Toplum vicdanını yaralamadan, yargıya güveni sarsmadan toplumda ayrıştırmaya varacak derin çatlaklar oluşturulmadan şeffaf bir karar gecikmeden verilmeli. Aslolan’ın ceza olmayıp hukuk’un ihdası noktasında adaletin tecellisi olduğuna toplum inandırılmalıdır.

Geçmişte yaşanan bir dizi yargı kararlarının günümüzde hala vicdanları kanattığı unutulmamalıdır.

Yüzlerce faili meçhul ve karanlıkta kalmış olayların aydınlatılarak toplumdaki kuşkuların giderilmesi için vakit kaybedilmemelidir. İç barışın sağlanması noktasında devletimiz büyüklüğünü gösterip gerekirse özür dilemesinin yanında arşivleri de açarak yaşananları tarihin önüne sermelidir.

Geçmişle kavga ederek bir yere varamayacağımız görmeliyiz. Geçmişte yaşananlardan dersler alarak geleceğimizi şekillendirirken, geleceğe de yeni Türkiye’yi hep beraber el,ele vererek taşıyacağız.

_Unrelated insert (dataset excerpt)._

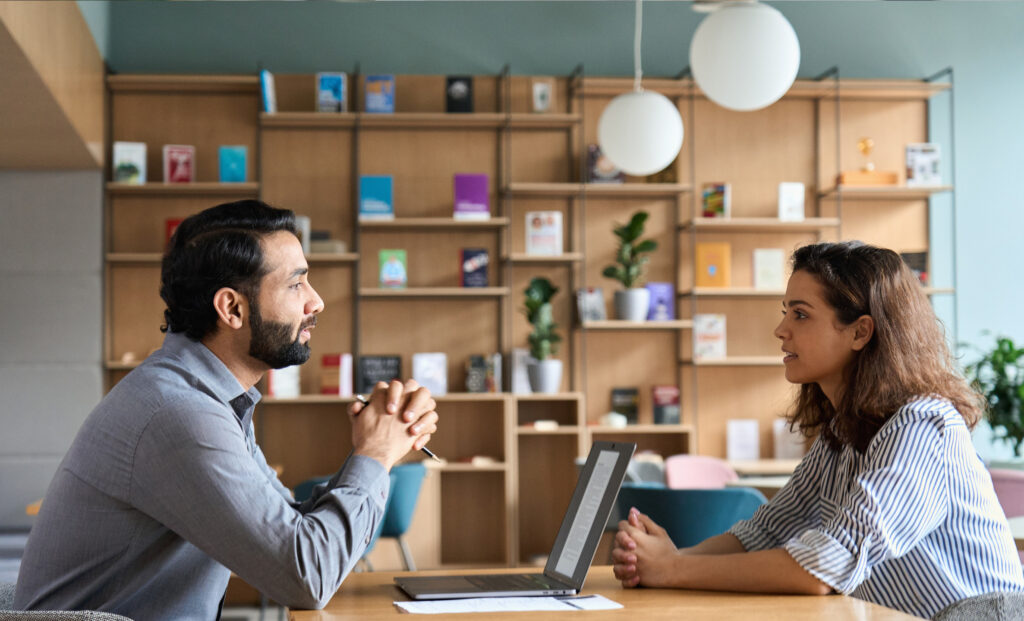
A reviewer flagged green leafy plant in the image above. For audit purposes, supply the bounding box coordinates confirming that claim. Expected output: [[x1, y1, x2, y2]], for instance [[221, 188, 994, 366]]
[[523, 277, 561, 361], [967, 336, 1024, 456], [601, 210, 658, 289]]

Yeni Türkiye insan hakları ve hukuk’un üstünlüğüne dayalı, tam bağımsız ve demokratik bir sosyal devlet anlayışını hayata geçirirken yargısı ve yasasıyla ilgili hiçbir şüpheye yer bırakmamalıdır. Vatandaşlık hukuk’u tanımı anayasa ile teminat altına alınarak eşit yurttaş profili gözler önüne serilmelidir.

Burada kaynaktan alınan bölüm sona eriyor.